I want to use the crank nicolson scheme to solve the equation $u_t = iu_{xx}+2iu$.
Here's the analysis: Suppose we make a grid, with $k = dt$ and $h = dx$, the usual notation, and also $u_j^n = u(x_j,t_n)$ . The round-off error equation for the crank-nicolson scheme for this equation is:
$\displaystyle\frac{\epsilon_{j}^{n+1}-\epsilon_j^n}{k} = \frac{i}{2h^2}(\epsilon_{j-1}^n+\epsilon_{j+1}^n-2\epsilon_j^n+\epsilon_{j-1}^{n+1}+\epsilon_{j+1}^{n+1}-2\epsilon_{j}^{n+1}) +2i\epsilon_j^n$
After rearranging it a bit, we can arrive at:
$\displaystyle -\frac{ki}{2h^2}(\epsilon_{j-1}^{n+1}+\epsilon_{j+1}^{n+1}-2\epsilon_j^{n+1})+\epsilon_{j}^{n+1} = \frac{ki}{2h^2}(\epsilon_{j-1}^{n}+\epsilon_{j+1}^{n}-2\epsilon_j^n)+(1+2ki)\epsilon_j^n$
By writing the fourier series of epsilon, $\epsilon_j^n = r^ne^{i\omega jh}$ and dividing by $\epsilon_j^n$ we have
$\displaystyle -\frac{ki}{2h^2}(2r\cos(\omega h)-2r)+r=\frac{ki}{2h^2}(2\cos(\omega h)-2)+1+2ki$
Using the identity $1-\cos(\theta) = 2\sin^2(\frac{\theta}{2})$ we finally have
$\displaystyle (1+\frac{2ki}{h^2}\sin^2(\frac{\omega h}{2}))r = 1 + 2ki -\frac{2ki}{h^2}\sin^2(\frac{\omega h}{2})$
So
$$r = \frac{1 + 2ki -\frac{2ki}{h^2}\sin^2(\frac{\omega h}{2})}{1+\frac{2ki}{h^2}\sin^2(\frac{\omega h}{2})}$$
Why is this a problem? - Consider the Fourier mode $\omega \approx \frac{2\pi}{h}$. For that mode, the $\sin$ is nearly zero. For that fourier mode, we would have roughly speaking $r = \frac{1+2ki}{1}$, and that's a problem because $|r|^2 = \frac{1+4k^2}{1}= 1 + 4k^2 > 1$, so I expect the error to explode, and the scheme to be unstable.
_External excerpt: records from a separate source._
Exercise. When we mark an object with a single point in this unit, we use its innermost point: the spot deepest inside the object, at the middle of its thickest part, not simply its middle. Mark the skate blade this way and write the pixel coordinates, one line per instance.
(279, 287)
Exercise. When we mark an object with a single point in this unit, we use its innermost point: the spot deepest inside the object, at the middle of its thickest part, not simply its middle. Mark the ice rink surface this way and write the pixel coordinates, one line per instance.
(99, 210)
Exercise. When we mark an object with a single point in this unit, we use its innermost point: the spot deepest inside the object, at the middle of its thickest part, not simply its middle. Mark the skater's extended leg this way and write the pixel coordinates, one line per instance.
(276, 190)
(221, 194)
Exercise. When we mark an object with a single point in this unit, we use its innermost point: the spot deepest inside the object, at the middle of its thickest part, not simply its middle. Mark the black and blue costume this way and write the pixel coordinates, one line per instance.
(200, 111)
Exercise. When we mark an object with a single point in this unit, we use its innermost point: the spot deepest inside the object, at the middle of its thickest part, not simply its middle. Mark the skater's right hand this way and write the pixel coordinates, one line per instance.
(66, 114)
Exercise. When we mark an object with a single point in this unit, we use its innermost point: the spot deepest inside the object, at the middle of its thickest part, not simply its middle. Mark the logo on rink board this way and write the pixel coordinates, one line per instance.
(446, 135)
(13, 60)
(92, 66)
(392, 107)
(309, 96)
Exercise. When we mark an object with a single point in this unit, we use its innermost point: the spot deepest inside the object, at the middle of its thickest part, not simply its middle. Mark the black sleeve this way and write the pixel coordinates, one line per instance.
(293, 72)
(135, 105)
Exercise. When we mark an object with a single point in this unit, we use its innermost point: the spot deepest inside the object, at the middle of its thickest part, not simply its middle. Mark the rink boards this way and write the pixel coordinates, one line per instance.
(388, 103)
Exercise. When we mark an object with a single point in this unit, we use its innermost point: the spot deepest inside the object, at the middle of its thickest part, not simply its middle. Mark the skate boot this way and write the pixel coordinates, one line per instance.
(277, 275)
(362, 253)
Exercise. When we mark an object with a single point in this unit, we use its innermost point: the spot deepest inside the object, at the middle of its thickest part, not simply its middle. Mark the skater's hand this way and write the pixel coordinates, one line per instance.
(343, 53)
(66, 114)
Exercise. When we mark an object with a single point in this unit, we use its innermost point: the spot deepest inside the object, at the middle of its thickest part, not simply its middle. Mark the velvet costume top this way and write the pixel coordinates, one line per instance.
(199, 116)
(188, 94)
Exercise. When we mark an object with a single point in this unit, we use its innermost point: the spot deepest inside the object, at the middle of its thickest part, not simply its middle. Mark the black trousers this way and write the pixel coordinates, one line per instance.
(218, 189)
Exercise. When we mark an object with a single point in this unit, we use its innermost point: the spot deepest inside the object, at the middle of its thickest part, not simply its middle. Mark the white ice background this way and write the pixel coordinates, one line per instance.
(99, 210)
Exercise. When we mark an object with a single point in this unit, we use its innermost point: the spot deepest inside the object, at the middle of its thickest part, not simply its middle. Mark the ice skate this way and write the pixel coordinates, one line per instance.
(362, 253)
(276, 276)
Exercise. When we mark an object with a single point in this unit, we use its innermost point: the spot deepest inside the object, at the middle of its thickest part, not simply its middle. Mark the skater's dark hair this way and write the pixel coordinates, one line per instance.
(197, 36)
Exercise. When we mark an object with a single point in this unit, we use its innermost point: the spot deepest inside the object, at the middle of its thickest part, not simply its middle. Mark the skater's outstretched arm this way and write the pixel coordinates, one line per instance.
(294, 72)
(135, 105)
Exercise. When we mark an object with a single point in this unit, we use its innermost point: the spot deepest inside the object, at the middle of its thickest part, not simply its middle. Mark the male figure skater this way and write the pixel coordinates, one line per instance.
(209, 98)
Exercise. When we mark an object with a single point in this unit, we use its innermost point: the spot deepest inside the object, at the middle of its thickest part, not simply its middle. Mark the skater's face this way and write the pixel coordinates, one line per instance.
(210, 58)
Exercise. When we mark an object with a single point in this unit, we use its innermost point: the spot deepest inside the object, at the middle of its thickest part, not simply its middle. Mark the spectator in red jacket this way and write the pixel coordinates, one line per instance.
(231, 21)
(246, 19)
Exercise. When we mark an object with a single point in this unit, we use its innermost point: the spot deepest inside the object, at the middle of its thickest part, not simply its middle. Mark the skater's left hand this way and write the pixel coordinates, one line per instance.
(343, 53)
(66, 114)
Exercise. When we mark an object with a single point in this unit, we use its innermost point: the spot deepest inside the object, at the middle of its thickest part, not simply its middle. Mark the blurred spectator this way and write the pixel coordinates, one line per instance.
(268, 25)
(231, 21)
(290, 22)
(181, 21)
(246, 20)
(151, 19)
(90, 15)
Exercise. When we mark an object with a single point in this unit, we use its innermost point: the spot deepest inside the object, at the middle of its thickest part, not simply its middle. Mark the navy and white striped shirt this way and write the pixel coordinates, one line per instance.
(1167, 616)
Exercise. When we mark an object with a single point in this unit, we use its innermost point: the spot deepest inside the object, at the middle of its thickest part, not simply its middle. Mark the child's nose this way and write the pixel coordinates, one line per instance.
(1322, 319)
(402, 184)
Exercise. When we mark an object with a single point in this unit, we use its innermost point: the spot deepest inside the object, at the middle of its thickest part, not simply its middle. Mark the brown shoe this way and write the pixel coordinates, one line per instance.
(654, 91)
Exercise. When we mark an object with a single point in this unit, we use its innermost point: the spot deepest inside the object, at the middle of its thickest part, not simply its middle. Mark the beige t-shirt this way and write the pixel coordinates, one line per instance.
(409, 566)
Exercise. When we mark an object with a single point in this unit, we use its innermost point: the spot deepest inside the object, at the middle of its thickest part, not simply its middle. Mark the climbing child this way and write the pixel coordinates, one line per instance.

But it isn't. Infact, the code I wrote that implements this scheme works. Why? I expected it to be unstable.
The scheme is indeed unstable. It explodes - but very very slowly. By printing the maximum eigenvalue of the operator i confirmed the instability. It's greater than 1. Then why does it work? because it's $1.000053263$ and my t_final is small.